El centro, me ayudó mucho a crecer y darme cuenta de las opciones que hay cuando el contexto es sano y bientratante, aunque aún sigo teniendo un nudo en el estómago cuando me encuentro con alguna dificultad o peligro. Aunque, de algún modo lo gestiono. Allí, tenía afecto, cariño y protección. Pero, no es como estar en una casa, pues éramos 23 menores y muchos educadores. Y a pesar del buen trato, no dejaba de ser un lugar de tránsito, pasajero. En definitiva, sabía que no era mi casa por mucho que se esforzaran los educadores en hacer del centro un hogar familiar. Y entiendo que tuviera que ser así, con tantas normas y tantas limitaciones de movimiento. No me sentía libre del todo, tenía la convicción de que algún día volvería a casa, que mis padres conseguirían recuperarme a pesar de las continuas broncas, alcohol y drogas que en mi casa tenía. Llegué incluso a idealizar a mis padres, era como un sueño que quería que se hiciera realidad. Venían a verme con frecuencia, hasta que dejaron de hacerlo. Y nunca más supe de ellos. Bueno, mi madre falleció y mi padre desapareció.
Durante toda mi estancia en el centro, siempre me venía la misma pregunta, y cuando cumpla los 18 ¿qué? Y más cuando ya supe que no volvería con mis padres. Ciertamente, desde el centro intentaron buscar familias de acogida para tener un hogar más realista con lo que eso significa; pero, mi conducta no era la más adecuada para que alguien quisiera hacerse cargo de mi. Esto agudizaba aún más la incertidumbre de mi proyecto de vida. Era tal la rabia que tenía que, aunque intentaba comportarme como se esperaba, para mi era imposible. Y más cerca estaba la mayoría de edad, y más ansiedad. Y lejos de poder organizarme y pensar en opciones, más ansiedad se creaba, peor era mi conducta en determinados momentos. No me tranquilizaba lo que me decían, pues pretendían un plan de emancipación y búsqueda de empleo, cosa que no funcionó. ¿Quién a los 18 vive sin el apoyo de adultos? Creo que está mal pensado esto de la mayoría de edad. Y qué decir del planteamiento del sistema de protección, más de 11 años invirtiendo en nuestra protección para que al llegar los 18, tengamos que volver, en algunos casos a nuestros hogares desestructurados y maltratantes que no han cambiado, sino que han empeorado; y en otros casos, directamente a buscarnos la vida sin capacidad ni posibilidades suficientes para lograrlo. Imagínate cómo me tuve que sentir durante tanto tiempo. Pero bueno, los educadores eran como magos, conseguían que todo fuera divertido y esperanzador y muchas veces se me olvidaba toda esta angustia.

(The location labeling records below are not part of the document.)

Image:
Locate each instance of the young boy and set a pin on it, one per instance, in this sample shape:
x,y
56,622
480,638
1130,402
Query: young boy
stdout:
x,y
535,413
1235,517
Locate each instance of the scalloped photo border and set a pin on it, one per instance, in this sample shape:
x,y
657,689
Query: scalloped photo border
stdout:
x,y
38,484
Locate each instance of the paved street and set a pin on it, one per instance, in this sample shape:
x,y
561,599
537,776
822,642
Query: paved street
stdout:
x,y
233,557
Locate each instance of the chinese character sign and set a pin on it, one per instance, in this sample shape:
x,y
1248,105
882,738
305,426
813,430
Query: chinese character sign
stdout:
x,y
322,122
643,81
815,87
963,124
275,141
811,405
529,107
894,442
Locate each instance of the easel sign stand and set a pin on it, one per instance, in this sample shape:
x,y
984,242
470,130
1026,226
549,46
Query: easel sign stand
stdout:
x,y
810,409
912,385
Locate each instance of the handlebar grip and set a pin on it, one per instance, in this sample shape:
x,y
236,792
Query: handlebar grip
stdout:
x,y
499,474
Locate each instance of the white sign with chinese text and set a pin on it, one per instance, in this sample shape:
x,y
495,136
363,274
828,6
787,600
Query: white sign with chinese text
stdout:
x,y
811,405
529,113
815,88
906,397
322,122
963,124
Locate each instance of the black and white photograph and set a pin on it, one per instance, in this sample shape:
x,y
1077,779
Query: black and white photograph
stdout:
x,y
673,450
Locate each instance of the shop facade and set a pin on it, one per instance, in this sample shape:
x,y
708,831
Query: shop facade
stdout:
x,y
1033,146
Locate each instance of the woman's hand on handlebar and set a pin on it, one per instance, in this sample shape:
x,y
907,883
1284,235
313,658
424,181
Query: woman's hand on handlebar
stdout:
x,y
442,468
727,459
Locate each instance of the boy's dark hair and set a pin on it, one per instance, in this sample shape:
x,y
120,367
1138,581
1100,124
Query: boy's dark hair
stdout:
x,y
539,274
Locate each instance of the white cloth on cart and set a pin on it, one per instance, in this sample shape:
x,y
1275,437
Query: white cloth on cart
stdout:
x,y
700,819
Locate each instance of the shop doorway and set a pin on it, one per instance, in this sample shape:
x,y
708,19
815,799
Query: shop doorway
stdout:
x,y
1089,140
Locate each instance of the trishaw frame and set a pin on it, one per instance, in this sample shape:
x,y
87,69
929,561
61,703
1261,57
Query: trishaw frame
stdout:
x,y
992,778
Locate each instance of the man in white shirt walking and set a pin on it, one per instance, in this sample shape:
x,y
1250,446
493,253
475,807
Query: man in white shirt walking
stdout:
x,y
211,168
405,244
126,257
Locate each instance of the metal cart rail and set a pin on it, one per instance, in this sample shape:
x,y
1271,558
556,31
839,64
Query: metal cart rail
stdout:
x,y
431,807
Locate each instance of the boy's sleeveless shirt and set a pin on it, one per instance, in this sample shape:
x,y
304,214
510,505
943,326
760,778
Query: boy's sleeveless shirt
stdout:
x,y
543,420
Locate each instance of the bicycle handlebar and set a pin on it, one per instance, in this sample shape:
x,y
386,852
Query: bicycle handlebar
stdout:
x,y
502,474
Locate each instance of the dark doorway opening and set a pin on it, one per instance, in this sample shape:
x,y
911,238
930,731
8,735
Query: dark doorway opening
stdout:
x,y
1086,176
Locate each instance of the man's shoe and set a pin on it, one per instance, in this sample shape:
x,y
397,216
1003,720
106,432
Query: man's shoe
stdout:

Pero qué curioso, vengo de una casa que se cae a cachos y me meten en un centro espectacular, con piscina, mogollón de habitaciones, preciosa… un chalet con parcela y jardines. Lo menos parecido a un hogar familiar común. A veces me preguntaba si eso no generaba una expectativa falsa de lo que iba a ser mi vida. Ahora, miro hacia a tras y bueno, el lugar no lo era todo, sino más bien lo que se hacía dentro. Pero es verdad, que ese entorno me llevaba a no querer irme de allí y menos imaginando lo que me esperaba.
La mayor amenaza que he tenido en esos 11 años, ha sido la incertidumbre. LA INCERTIDUMBRE de no saber qué será de mi cuando cumpla los 18 (tiempo máximo de estancia en un centro de protección de menores). Un estado de ansiedad permanente que me ha acompañado y al cual le he dado su lugar en mi crecimiento. Pero que, sin lugar a dudas, me ha marcado para siempre y cada vez que hay un cambio, me entra pánico. He aprendido a gestionar ese estrés haciendo cosas ocupando el tiempo, haciendo deporte, paseando, escuchando música. Pero, es una parte de mi que no puedo extirpar, sencillamente he aprendido a aceptarla como parte de mí.
Y ahora qué
Y ahora qué, ese es el título de este artículo. Imagina que durante toda tu infancia sufres maltrato y una separación (pérdida) de tu familia, te abandonan al poco tiempo de ingresar en el centro. Aprendes a crecer con esa mochila a tus espaldas. Te proporcionan todo el cariño, seguridad y protección necesario para crecer en buenas condiciones, y al cumplir los 18, vuelven los fantasmas de tu pasado. Un cambio, una pérdida, una separación forzada por cómo está montado el sistema. Y no te puedes permitir mirar a tras, solo hacia adelante, pero la mochila pesa. Y aunque creas una especie de red social con los amigos del colegio y el instituto, con los educadores, eres tú, y solo tú quien debe caminar. A pesar de estos apoyos, depende de ti todo lo que tienes que construir. Esta sensación de abandono, martilleaba mi cabeza, me hacía sentir vacío, sin opciones. Miraba hacia mi alrededor y mi red social se desmoronaba, pues mi vergüenza a pedir ayuda, a reconocer que estaba solo, me empujaba hacia abajo. Lloré como si de un mar se tratara. De repente, todo se desvanecía. Era como si no quisiera ser mayor. Pero estaba forzado a serlo. Pero no por la mayoría de edad, si no porque a mí, me tocaba ser adulto, frente a mis amigos, que aún podían ser adolescentes en crecimiento. Es verdad que el centro me ayudó, y mucho, pero también me abandonó. Esto es una realidad que se repite constantemente. Volví a revivir esa sensación de fracaso. Sentía que volvía a empezar.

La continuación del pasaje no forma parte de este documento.